A mulherada achava Ebervaldo sem graça e não botavam fé na sua pessoa, achando mesmo que só servia para fazer os outros rirem da sua cara de gelatina.E aquele moço esquisito preferia viver ao seu modo sem modos, mesmo que pagasse o maior Mico do mundo!

Sandra era a primeira a lhe criticar e não se conformava com tanta cafonice.Sentia raiva do seu jeito audacioso em dizer com a boca cheia que não devia nada a ninguém.

Como de fato; ele tinha sua própria renda mensal e nunca dependeu daqueles linguarudos para comprar uma bala de goma.

Até que um dia quiseram pregar uma peça em Ebervaldo e a danada da Sandra se fingiu de apaixonada, apenas para se aproximar do rapaz.

- Vou pregar uma peça neste palerma.- pensava consigo mesma.

Depois que risse bastante da sua cara, lhe mandaria um pontapé certeiro, fazendo Ebervaldo se sentir um verdadeiro palhaço.

Mandou cartas de amor e bilhetinhos eróticos, onde dizia ser uma pobre vítima da paixão, desejando apenas marcar um encontro amoroso com o bonitão.

- Pode ser numa lanchonete, no cinema ou na pracinha da Igreja.Não importa! Quero apenas sentir de perto toda a sua sedução e beleza.

Só que Ebervaldo nunca foi bobo como diziam.Ele era uma pessoa sensível e logo percebeu que Sandra precisava aprender uma lição.Assim como todos aqueles que estão acostumados a viver de aparências e futilidades.Marcou o tal encontro e ficou esperando na esquina, onde Sandra se coçava inteira de pura curiosidade.

Enfim, a sós.Ebervaldo usava sapatos de couro marrom e um macacão xadrez colado no corpo.Parecia uma zebra desnutrida e ela precisou segurar o riso, para não cair na gargalhada ali mesmo.

No início não tinham muito assunto.Falaram do sol, da chuva e do frio...Depois um silêncio profundo.Do que falariam agora?

Sandra quase morreu de alegria quando ele a convidou para ir até sua casa, pois lhe faria uma surpresa inesquecível.Então, muito satisfeita, concordou na hora, retocando a maquiagem.

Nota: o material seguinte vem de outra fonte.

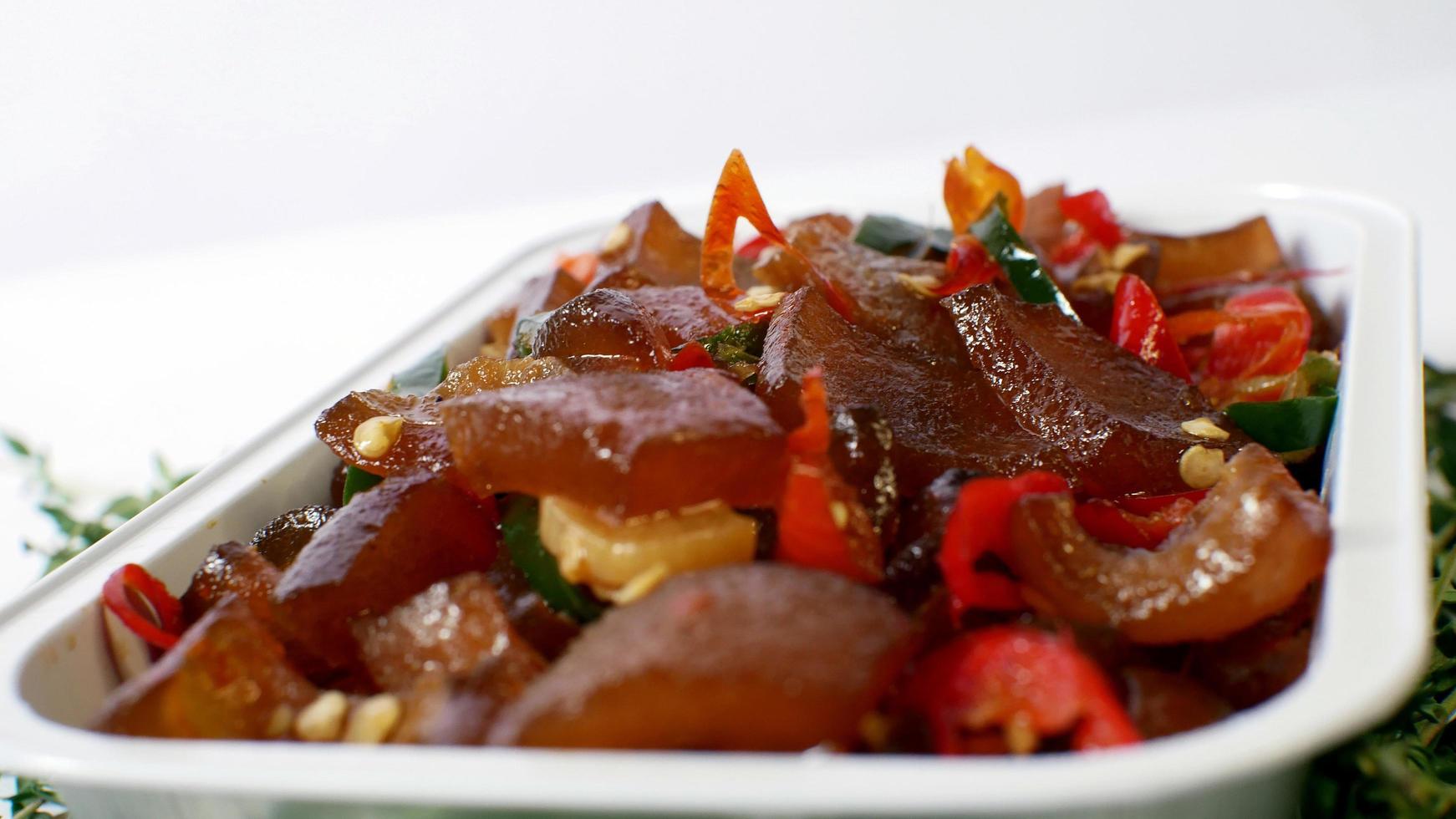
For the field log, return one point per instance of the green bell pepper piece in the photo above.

- Como você é danadinho! – murmurou, piscando um olho.

Andaram por alguns minutos, até que Ebervaldo parou diante de uma casa enorme, rodeada por muros pintados de azul.Uma música suave vinha do quintal, se confundindo com risadas de crianças.

- Não estou entendendo nada.- resmungou a moça, já aflita.

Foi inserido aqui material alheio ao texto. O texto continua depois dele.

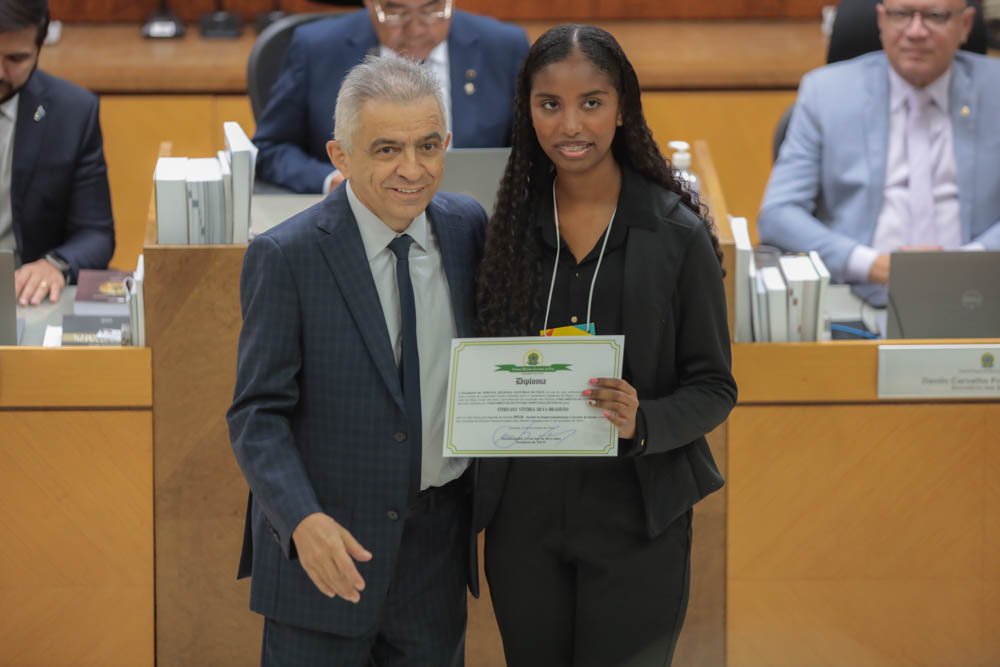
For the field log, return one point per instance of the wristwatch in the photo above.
(60, 263)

Então, ele explicou para Sandra que ali dentro estava o grande motivo de tantas economias, de tanto trabalho e de tanta alegria.Que existem outros valores nesta vida que vão além das aparências e um sorriso de criança é uma jóia de imenso valor.

Ela continuou muda, ajeitando o topete engomado.Foi quando Ebervaldo José abriu o portão daquela casa, que não era somente sua, e várias crianças lhe abraçaram gritando de alegria:

- Vivaa, o tio Ebervaldo chegou!- lhe beijavam com carinho.

Eram as suas crianças, cuidadas e amadas por ele como nunca foram por ninguém.Para elas Ebervaldo não significava apenas um moço esquisito, fora da moda e cheio de manias.Ele significava AMOR, porque a verdadeira cafonice é a falta de respeito e acima de tudo, a ausência da dignidade.E com certeza Tio Ebervaldo era um show de beleza humana!